C. Registered and Used in Bad Faith
Complainant contends that Respondent’s attempt to profit from its registration and use of the disputed domain name is evidence of Respondent’s bad faith registration and use. Previous panels have determined that a respondent’s competing use is evidence of bad faith registration and use because the respondent is attempting to commercially benefit from the likelihood that Internet users become confused as to Complainant’s affiliation with the disputed domain name. See Scholastic Inc. v. Applied Software Solutions, Inc., , WIPO Case No. D2000-1629 (finding bad faith under Policy, paragraph 4(b)(iv) because the respondent initially used the disputed domain name to sell educational services that targeted the complainant’s market); see also Luck’s Music Library v. Stellar Artist Mgmt., NAF Claim No 95650 (finding that the respondent engaged in bad faith use and registration by using domain names that were identical or confusingly similar to the complainant’s mark to redirect users to a website that offered services similar to those offered by the complainant).

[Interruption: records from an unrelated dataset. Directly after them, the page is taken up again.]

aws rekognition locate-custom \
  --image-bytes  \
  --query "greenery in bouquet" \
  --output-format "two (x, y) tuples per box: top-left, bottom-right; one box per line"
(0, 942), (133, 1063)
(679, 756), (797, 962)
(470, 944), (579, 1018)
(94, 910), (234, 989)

The Panel is of the view that Respondent registered the disputed domain name for purposes of commercially benefiting from the goodwill associated with Complainant’s mark. The Panel finds that the <genericxenical.biz> domain name is creating a likelihood of confusion as to the source and affiliation of Complainant to the disputed domain name and corresponding website, which illustrates the Respondent’s bad faith registration and use of the domain name under Policy, paragraph 4(b)(iv). See Drs. Foster & Smith, Inc. v. Lalli, NAF Claim No 95284 (finding bad faith where the respondent directed Internet users seeking the complainant’s site to its own website for commercial gain); see also Computerized Sec. Sys., Inc. v. Hu, NAF Claim No 157321 (finding that the respondent’s use of the <saflock.com> domain name to offer goods competing with the complainant’s illustrates the respondent’s bad faith registration and use of the domain name, evidence of bad faith registration and use pursuant to Policy, paragraph 4(b)(iv)). Since the Panel determines that Respondent is attempting to commercially gain by creating confusion as to Complainant’s affiliation with the domain name, the Panel holds that Respondent has registered and is using the disputed domain name in bad faith under Policy, paragraph 4(b)(iv).

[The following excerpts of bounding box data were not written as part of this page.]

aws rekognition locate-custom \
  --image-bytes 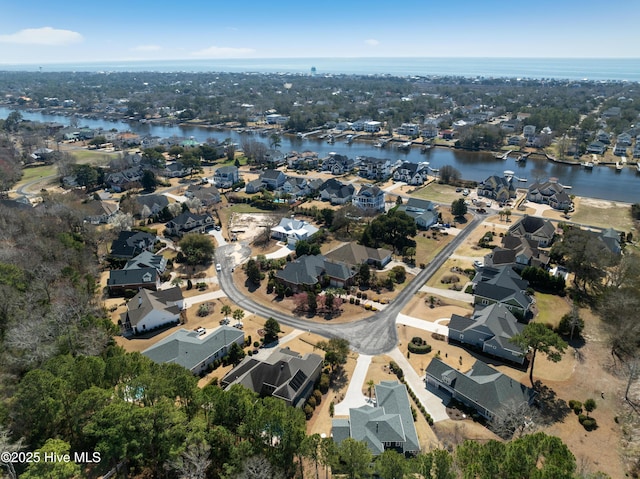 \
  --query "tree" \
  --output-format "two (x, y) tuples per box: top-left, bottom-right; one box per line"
(338, 437), (373, 479)
(317, 338), (349, 368)
(511, 322), (567, 388)
(140, 170), (158, 191)
(451, 198), (467, 218)
(264, 317), (281, 344)
(178, 233), (215, 265)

The Complainant also contends that Respondent could not have registered and used the disputed domain name without actual or constructive knowledge of Complainant and its rights in the XENICAL mark. While constructive notice has not generally been held to suffice for a finding of bad faith registration and use, the Panel nonetheless finds that Respondent registered and is using the disputed domain name in bad faith under Policy, paragraph 4(a)(iii) for the additional reason that Respondent is found to have had actual notice of Complainant’s trademark rights. See Custom Modular Direct LLC v. Custom Modular Homes Inc., NAF Claim No. 1140580 (“There is no place for constructive notice under the Policy.”); see also Yahoo! Inc. v. Butler, NAF Claim No. 744444 (finding bad faith where the respondent was “well-aware” of the complainant’s YAHOO! mark at the time of registration).
For the foregoing reasons, in accordance with paragraphs 4(i) of the Policy and 15 of the Rules, the Panel orders that the disputed domain name <genericxenical.biz> be transferred to the Complainant.